BM Güvenlik Konseyi kararlarının da gösterdiği üzere, Uluslararası Toplum Libya’da gerçekleşmesi beklenen rejim değişikliğinden yana tavır aldı. Bunun en bariz örneği, Libya Temas Grubu’nun Libya Ulusal Geçiş Hükümetini Libya’nın meşru hükümeti olarak tanıması ve akabinde tanınmanın Afrika Birliği nezdinde de gerçekleşmesi gösterilebilir. Uluslararası müdahalenin de katkısı ile Kaddafi’nin 20 Ekim 2011 tarihinde Sirte’de yakalanması ve öldürülmesi sonucunda Libya’da 42 yıllık Kaddafi dönemi son buldu. Kaddafi’nin devrilmesinden sonra ise ülke genelinde oluşan otorite boşluğu bugün bile çözüme kavuşmuş değildir. Ülkenin kabile yapısı ve bölgesel ilişki ağları, ülkeyi içinden çıkılmaz bir istikrarsızlığa sürüklemiştir.

Kaddafi sonrası Libya

NATO bombardımanının hızlandırmış olduğu Kaddafi Karşıtı devrim hareketi, Kaddafi’nin yakalanıp öldürülmesi ile başarıya ulaşmıştır, en azından başarıya ulaştığı ilan edilmiştir. 42 yıl süren hükümranlıktan sonra Libya’nın, Kaddafi sonrası dönemde daha özgür ve devlet fonksiyonlarını yerine getirebilen ideal bir yapıya kavuşacağı tahayyül ediliyordu.

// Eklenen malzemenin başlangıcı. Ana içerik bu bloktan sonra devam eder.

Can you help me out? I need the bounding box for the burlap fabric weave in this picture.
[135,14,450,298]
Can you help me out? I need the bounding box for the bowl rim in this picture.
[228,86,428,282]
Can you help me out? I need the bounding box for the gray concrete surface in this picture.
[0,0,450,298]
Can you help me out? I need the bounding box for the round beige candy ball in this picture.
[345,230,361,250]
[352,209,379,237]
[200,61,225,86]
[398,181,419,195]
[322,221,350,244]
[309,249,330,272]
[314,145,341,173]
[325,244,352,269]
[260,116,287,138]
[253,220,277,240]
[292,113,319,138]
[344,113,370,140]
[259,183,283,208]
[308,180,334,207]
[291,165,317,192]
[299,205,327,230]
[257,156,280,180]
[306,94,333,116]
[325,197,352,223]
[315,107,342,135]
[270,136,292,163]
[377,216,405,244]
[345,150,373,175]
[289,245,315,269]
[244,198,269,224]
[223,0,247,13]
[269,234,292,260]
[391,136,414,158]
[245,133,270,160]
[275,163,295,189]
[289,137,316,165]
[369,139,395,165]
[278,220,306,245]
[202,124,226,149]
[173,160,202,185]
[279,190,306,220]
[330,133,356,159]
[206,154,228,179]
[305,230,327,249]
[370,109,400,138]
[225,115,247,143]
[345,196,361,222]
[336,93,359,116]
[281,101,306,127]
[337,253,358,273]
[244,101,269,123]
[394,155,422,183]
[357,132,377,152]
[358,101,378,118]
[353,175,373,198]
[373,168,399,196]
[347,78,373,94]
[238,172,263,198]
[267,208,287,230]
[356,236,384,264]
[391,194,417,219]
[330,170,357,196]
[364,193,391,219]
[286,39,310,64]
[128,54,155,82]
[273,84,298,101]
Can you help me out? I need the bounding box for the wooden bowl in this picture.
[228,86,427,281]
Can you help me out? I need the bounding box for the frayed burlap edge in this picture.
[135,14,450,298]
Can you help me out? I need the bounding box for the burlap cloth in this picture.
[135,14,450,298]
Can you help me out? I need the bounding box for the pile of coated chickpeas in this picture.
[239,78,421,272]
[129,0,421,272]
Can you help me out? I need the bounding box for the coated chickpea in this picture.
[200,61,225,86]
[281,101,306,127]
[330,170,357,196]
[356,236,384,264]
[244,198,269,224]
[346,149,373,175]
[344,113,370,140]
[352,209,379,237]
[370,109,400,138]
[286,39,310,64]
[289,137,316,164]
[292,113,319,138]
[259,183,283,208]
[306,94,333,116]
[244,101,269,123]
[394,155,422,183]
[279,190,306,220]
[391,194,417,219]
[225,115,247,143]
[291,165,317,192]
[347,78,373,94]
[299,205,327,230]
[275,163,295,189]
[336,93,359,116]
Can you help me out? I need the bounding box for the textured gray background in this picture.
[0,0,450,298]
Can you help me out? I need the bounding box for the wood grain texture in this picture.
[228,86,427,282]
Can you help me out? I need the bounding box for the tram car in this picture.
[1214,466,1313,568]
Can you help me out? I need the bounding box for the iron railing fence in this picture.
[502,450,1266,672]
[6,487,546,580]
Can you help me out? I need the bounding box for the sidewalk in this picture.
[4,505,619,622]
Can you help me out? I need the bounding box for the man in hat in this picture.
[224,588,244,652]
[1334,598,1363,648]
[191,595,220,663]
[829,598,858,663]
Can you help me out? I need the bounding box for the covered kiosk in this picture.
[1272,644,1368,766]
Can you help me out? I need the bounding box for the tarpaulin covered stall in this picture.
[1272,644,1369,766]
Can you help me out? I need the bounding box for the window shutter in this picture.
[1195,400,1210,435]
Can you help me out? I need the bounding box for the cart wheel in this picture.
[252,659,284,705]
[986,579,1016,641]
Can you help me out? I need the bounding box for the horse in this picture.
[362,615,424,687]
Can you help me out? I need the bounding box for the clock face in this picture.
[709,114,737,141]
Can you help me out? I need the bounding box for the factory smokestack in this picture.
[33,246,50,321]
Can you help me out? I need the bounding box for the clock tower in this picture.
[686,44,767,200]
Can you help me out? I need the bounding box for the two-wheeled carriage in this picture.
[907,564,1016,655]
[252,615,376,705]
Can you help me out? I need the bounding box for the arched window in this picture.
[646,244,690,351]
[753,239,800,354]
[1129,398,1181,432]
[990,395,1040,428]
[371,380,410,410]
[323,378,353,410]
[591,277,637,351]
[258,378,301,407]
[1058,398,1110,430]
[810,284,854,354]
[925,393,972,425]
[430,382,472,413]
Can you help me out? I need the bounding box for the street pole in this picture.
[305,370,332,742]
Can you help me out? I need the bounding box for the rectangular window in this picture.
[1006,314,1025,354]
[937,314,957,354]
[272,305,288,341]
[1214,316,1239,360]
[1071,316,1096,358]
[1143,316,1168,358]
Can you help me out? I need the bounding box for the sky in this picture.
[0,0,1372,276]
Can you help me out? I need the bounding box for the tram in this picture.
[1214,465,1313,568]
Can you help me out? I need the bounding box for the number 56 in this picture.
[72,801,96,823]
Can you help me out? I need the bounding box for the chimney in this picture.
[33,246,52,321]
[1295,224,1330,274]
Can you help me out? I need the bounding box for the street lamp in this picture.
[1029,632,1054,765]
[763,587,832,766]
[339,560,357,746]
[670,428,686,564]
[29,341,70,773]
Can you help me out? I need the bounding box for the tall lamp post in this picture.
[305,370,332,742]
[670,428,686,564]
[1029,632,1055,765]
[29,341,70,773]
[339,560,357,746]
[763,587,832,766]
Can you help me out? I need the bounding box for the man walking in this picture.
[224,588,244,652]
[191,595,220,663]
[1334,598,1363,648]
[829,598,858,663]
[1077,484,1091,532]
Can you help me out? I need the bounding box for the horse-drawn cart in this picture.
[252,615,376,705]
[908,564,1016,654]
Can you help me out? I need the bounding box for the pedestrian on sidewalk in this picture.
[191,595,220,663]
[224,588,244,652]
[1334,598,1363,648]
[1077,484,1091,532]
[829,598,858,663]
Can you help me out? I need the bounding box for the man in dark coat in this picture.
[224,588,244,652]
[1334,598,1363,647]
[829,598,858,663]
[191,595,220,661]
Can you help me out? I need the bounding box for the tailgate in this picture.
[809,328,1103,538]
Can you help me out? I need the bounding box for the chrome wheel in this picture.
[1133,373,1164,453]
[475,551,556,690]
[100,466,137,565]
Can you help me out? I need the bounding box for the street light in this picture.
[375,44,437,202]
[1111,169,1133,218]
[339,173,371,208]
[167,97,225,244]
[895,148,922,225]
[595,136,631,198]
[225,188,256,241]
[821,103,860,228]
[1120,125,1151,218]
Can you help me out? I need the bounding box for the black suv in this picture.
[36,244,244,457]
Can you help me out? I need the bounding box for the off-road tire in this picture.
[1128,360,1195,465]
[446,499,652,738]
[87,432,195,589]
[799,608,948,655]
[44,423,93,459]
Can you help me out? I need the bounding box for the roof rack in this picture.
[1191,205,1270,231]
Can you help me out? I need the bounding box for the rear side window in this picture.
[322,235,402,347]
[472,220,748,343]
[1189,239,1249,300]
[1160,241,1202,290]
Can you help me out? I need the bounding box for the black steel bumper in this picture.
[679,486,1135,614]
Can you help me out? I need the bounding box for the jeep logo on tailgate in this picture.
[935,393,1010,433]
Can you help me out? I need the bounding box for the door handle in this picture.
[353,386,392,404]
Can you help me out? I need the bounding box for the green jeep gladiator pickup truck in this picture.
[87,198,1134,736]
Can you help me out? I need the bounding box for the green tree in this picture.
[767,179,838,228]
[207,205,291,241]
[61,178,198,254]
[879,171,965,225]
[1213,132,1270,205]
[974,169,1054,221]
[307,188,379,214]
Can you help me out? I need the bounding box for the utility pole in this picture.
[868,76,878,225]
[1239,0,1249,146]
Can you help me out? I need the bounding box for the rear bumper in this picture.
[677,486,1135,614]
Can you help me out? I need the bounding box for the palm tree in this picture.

Ne var ki, Kaddafi’nin devrilmesi sadece rejimi sona erdirmemiş, buna müteakip devlet aygıtını da yerinden etmiştir. Kaddafi karşıtı koalisyon Ulusal Geçiş Hükümeti adı altında devrim örgütlemiş, Kaddafi’nin devrilmesinden sonra da kısa bir süre faaliyetlerine devam etmiştir. Ağustos 2012’den Ağustos 2014’e kadar ülkenin seçilmiş parlamentosu görevini üstlenecek olan Genel Ulusal Kongre (GUK), 7 Temmuz 2012 seçimleri ile teşkil edilmiştir. Böylece Geçici Konsey görevini başarıyla tamamlamış oluyordu.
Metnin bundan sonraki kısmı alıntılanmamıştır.